There is an ecstatic scene in which Katerina and Sergei are riding in a horse-drawn wagon with Sergei joyously whipping the horses onward and Katerina lying back on the sacks of flour. But Katerina's problems are far from over. A relative arrives with claims on her estate. Another murder must follow. Wajda planned to tell the story in flashbacks as Katerina and Sergei plod on their long journey to Siberia. Incidentally, Mtsensk in a city in Ukraine. Siberia is where Katerina is exiled after her trial. I think Wajda was right to abandon the idea and tell the story straightforwardly. It gives the film a cumulative effect that is far more satisfying. In fact, when the two are at last caught and sentenced to life in exile, I thought, "the film should end here. Why continue?" But the final moments of the film are worth waiting for, as Katerina drowns Sergei's new girl and then herself in the river as the ferry drifts away behind the rain. It's a spectacular ending to a shamefully neglected film.
Special mention must be made for Ljuba Tadic as Sergei. He is almost pitiable in the final sequence, subject to his own nature, acquiring socks from Katerina to warm his feet on the road to Siberia, only to trade them for the favors of a pretty blonde in the group of exiles.

One searches in vain for antecedents for this film. Bergman's The Virgin Spring, made just two years before Wajda's film, comes close - except there is no violated virgin in Mtsensk. The violation(s) are all committed by Katerina Lvovna. There is also a spooky scene in which Katerina and her maid invoke the fertility of a pregnant mare. I have to admit that I found Katerina's (Olivera Markovic) arms around the mare's belly, pressing her breasts against it and kissing it, disturbingly erotic. The scene corresponds to the witch's (Gunnel Lindblom) appeal to Odin in The Virgin Spring. Bergman tried to repudiate his film by claiming he was heavily under the influence of Kurosawa. Kurosawa, to bring influences full circle, was deeply indebted to Russian literature, particularly Dostoevsky.
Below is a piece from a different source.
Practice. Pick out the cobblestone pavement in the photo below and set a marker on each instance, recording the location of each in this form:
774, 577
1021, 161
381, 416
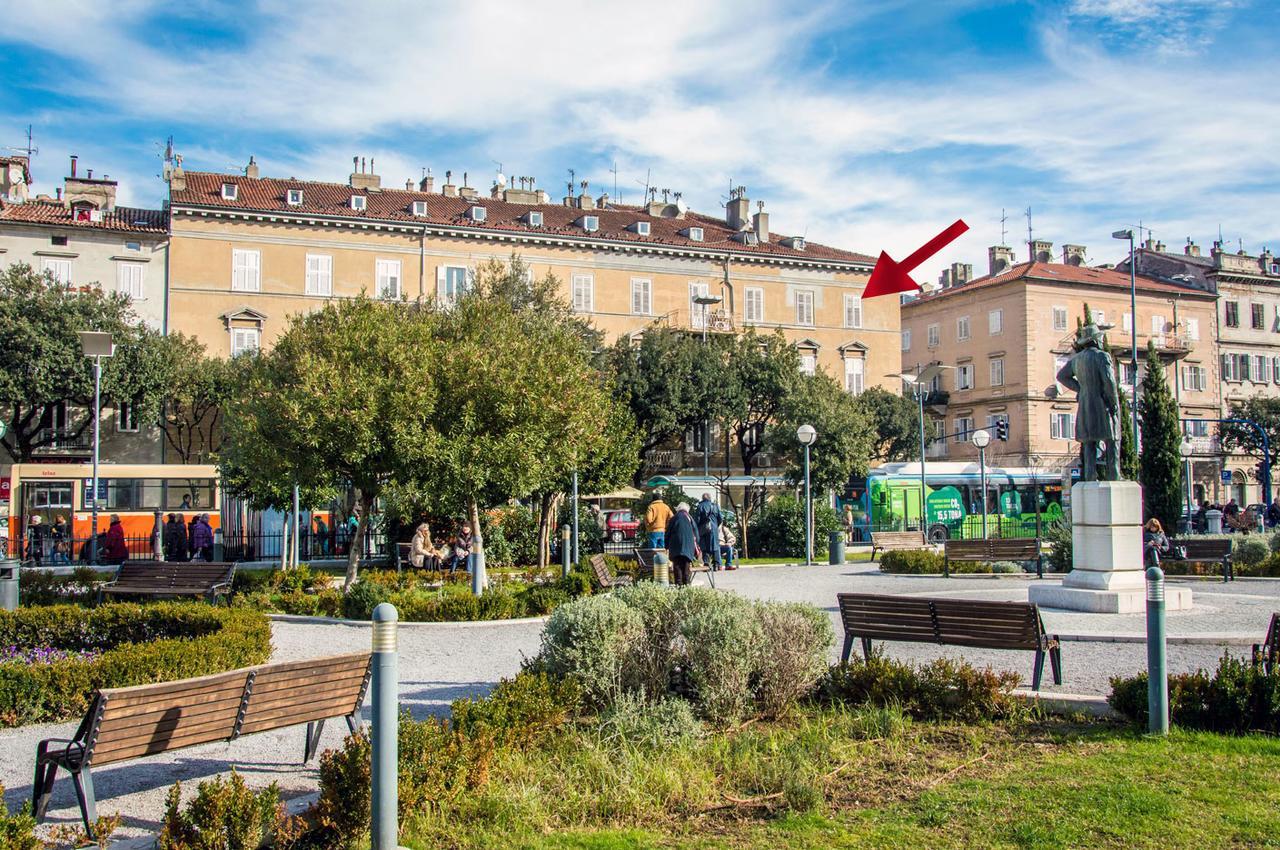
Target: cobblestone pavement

As for the influence of Siberian Lady Macbeth on subsequent films, the two most famous Bulgarian films, The Peach Thief (1964) and The Goat Horn (1972), show clear echoes of Wajda's film. Harold Bloom once claimed that Kurosawa's Throne of Blood was the greatest "Shakespearean" film ever made. Bloom had probably never seen Siberian Lady Macbeth, but using his definition of "Shakespearean" (Kurosawa's film, coincidentally based on Macbeth, had to dispense with all of Shakespeare's text), there are very few films that come as close to the spirit and power of Shakespeare as Siberian Lady Macbeth.


(1) Translated by Richard Pevear and Larissa Volokhonsky.


[Dept. of Corrections: I have had to edit the above piece after re-checking (very important!) my facts. I realized that I had trusted Wikipedia's page devoted to Andrzej Wajda too much, especially its filmography listing. It lists Samson as the film that Wajda made after Siberian Lady Macbeth. According to Wajda's official webpage and to IMDB, Samson came before. My apologies.]